Lent III; March 8, 2015
Today I’m calling your attention to two issues – out of the many – in this story about Jesus in the Temple. And my general theme is in response to the Psalm for today (Psalm 19), which says that the judgments of the Lord are “more to be desired than gold, more than much fine gold” (v. 10). I wonder if we really feel that way. We say the words, but do we mean them? Is the Word of God more important to us than money?
If you know the Gospels, you may have the version of this story from Matthew, Mark, or Luke in the back of your head. Tell that version to be quiet and focus just on this version. When Jesus goes after the folks selling and money-changing in the Temple, he says (I’m giving you a more literal translation), “Do not make the house of my Father a house of merchandising.” The offense of the sellers and money-changers isn’t what they are doing; it is where they are doing it.
Those folks started their business in order to fulfill a public need. The reason the Temple existed was to make sacrifices of thanksgiving and of repentance; when pilgrims came to the Temple, they were to bring an appropriate animal to be sacrificed. Well, if you were traveling from Damascus or Alexandria or Rome, you were not going to drive a cow or carry a dove the whole way. Instead, you would want to buy one when you got there. Also, when you paid the Temple fee, you had to pay in a coin that didn’t violate the commandment against images. The coins in common use all had the image of the Emperor on them, so they were a violation of the Law of God. You had to exchange those coins for a Temple shekel.
So the selling of animals for sacrifice and the exchanging of coins for the Temple fee were a public service. Nowhere in the Bible is it forbidden to make your living by providing a service that people need and making a profit at it. How convenient for the Temple business community that the Temple was divided into multiple areas, so they could be in the Temple precincts and do their business right where the pilgrims were going. Of course, they were conducting their business in the only part of the Temple where non-Jews could go, but that’s not a problem. Their own people could still buy an animal and exchange money and go inside and sacrifice; only the foreigners were disturbed.
But even the Court of the Gentiles was to have been a place of prayer, and so Jesus drove the business-people out: not because they were making a profit, and not even necessarily an exorbitant profit, but because they were in a location convenient for them, but which interfered with prayer. The business opportunity was more important to people than a sense of reverence, the need to preserve a place for prayer for Gentiles. I know that I do not need to remind you of how often we evaluate a situation by its economic potential, with no sense of reverence for place, or for preserving a place that God has designated as a place for prayer. Is prayer as important as making money? Is the openness of a place to the needs of those who do not belong – Gentiles, in this case – as important as its economic potential?

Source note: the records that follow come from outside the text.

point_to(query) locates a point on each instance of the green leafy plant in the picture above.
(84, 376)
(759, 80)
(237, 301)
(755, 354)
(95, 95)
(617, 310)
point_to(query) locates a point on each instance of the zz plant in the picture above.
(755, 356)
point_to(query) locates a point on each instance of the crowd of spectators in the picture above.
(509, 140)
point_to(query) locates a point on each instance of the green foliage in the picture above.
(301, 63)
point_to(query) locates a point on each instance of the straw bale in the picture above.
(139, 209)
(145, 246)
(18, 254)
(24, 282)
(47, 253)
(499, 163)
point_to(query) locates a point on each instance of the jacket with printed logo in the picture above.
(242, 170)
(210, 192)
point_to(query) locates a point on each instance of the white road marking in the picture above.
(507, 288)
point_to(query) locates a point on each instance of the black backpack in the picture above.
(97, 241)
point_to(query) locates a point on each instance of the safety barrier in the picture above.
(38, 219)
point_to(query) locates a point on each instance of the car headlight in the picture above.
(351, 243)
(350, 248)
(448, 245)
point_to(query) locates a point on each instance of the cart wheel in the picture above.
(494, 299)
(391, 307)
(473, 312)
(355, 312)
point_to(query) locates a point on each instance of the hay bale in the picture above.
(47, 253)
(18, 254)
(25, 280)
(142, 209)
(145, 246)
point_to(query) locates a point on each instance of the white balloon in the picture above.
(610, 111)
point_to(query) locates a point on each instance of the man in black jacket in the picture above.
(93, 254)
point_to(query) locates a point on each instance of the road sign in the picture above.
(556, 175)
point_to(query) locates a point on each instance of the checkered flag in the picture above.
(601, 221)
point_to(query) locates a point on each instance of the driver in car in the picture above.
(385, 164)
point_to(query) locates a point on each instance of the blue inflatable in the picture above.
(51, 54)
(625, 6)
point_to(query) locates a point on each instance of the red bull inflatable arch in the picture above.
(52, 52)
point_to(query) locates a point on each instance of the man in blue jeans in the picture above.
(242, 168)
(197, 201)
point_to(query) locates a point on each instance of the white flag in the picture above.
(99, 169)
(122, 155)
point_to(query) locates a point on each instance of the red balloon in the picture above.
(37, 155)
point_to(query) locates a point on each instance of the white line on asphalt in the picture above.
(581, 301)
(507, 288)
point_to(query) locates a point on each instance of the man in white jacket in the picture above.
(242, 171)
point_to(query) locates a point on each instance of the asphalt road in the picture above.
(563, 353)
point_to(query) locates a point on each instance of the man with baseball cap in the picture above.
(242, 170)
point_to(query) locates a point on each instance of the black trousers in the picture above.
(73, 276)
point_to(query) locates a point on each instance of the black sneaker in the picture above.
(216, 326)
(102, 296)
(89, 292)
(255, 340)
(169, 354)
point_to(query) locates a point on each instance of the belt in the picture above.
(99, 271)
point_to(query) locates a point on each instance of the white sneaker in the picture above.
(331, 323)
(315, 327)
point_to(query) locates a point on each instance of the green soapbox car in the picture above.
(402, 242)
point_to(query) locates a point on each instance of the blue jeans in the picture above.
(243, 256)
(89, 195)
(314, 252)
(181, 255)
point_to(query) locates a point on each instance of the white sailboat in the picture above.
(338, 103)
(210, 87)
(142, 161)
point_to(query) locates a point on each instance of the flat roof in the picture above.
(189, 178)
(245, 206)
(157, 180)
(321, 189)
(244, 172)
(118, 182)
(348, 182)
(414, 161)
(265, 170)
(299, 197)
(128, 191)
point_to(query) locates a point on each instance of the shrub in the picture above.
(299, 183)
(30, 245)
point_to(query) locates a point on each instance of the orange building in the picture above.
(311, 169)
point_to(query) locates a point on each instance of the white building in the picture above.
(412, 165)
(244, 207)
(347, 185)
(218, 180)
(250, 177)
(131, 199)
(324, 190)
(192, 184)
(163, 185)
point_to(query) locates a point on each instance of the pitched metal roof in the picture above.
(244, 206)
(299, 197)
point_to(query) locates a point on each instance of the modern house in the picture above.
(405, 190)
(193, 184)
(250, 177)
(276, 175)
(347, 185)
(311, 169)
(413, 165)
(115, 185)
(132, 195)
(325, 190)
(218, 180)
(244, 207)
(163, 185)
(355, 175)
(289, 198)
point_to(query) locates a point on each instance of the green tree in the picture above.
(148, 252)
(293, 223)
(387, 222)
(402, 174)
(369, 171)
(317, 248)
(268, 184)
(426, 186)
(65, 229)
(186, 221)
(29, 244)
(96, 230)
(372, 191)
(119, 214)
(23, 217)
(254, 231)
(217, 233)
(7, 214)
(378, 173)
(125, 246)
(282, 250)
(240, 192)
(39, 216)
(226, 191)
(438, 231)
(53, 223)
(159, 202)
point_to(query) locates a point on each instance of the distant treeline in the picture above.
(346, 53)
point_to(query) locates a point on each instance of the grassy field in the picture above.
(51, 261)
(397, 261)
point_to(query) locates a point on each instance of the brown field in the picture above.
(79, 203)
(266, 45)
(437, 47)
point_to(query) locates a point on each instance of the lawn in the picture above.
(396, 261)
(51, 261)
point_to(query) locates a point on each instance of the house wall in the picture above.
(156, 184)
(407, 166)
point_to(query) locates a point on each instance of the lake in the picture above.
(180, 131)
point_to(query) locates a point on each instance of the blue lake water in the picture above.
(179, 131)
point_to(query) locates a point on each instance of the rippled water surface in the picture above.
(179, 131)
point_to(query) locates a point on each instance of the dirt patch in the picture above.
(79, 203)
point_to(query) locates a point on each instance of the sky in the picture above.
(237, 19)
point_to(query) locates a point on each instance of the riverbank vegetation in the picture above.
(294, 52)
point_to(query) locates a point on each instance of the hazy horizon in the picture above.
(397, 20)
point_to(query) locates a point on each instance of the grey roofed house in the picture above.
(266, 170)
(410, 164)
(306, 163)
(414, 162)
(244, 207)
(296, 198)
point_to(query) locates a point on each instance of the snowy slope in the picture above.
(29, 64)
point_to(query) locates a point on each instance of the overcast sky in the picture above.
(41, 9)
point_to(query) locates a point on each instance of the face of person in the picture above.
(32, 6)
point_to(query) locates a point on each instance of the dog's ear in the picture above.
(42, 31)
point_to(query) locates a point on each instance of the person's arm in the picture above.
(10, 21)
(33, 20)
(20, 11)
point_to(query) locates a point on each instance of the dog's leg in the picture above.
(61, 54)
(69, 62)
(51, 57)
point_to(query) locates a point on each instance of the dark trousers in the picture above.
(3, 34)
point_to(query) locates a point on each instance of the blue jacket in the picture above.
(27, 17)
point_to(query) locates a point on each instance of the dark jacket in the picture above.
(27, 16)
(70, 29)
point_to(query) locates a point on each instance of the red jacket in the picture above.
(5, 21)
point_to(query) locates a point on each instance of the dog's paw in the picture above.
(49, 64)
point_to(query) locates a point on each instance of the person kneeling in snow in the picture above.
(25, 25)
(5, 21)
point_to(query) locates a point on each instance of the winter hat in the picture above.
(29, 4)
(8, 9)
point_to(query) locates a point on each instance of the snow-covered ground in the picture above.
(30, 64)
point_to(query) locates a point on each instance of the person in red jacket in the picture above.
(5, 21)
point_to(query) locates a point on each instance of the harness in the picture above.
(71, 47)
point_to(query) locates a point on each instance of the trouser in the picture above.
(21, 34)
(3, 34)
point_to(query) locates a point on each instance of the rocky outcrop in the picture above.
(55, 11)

It says a lot about the priorities of Jesus that he drives out the sellers of cattle and sheep but tells the sellers of doves to get out. He doesn’t open the doves’ cages and let them go, but he does drive the larger animals out. For one thing, it’s possible to round up the cattle and sheep but if he opens the doves’ cages, they are gone. He doesn’t want to drive these guys out of business, he just wants to drive them out of the Temple. It is probably also important that the cattle and sheep are for well-off people to buy, but the doves are for the offerings of the poor. He’s gentler with those whose business is to serve the needs of the poor.
So, I call your attention to Jesus’ challenge to us to take prayer seriously, to be attentive to the opportunity for all sorts of persons to pray, even if it might interfere with economic convenience. In his mind, even if not in ours, the commandments of the Lord are more precious than much fine gold.
And I call your attention to the fact that he didn’t just talk about it or moan about it, as I am likely to do, but he took action. He made his point clear, and did just the sort of thing that we nice folks don’t like to see in activists. Fifty years ago yesterday persons tried to march from Selma to Montgomery for voting rights; they were brutally beaten. Jesus sympathizes more with those who tried to march than with those nice folks who sat back and said that the marchers were in the right, but should not be so pushy. When Maurice McCrackin – a colleague back in Cincinnati – in his eighties climbed the fence around the White House and poured red dye in the fountain to protest the Gulf War (December 1990), I am convinced the Lord’s sympathies were with him, not with those who sat back in our Presbytery and rolled their eyes: “There he goes again.”
When the disciples thought about this and the Scripture from Psalm 69 (verse 9) occurred to them – “Zeal for your house will consume me” – they saw pretty well what was going on. Jesus has his priorities straight, and takes action to live those priorities. For Jesus, even if not for us, the judgments of the Lord are more to be desired than gold, more than much fine gold.
Robert A. Keefer
Presbyterian Church of the Master
 Exegetical note here: two different Greek words get translated “temple” in this passage. The buying and selling were going on in the “hieron,” which refers to the outer precincts, the Court of the Gentiles, and Jesus says, “Destroy this ‘naos,’” (verse 19), which means the sanctuary.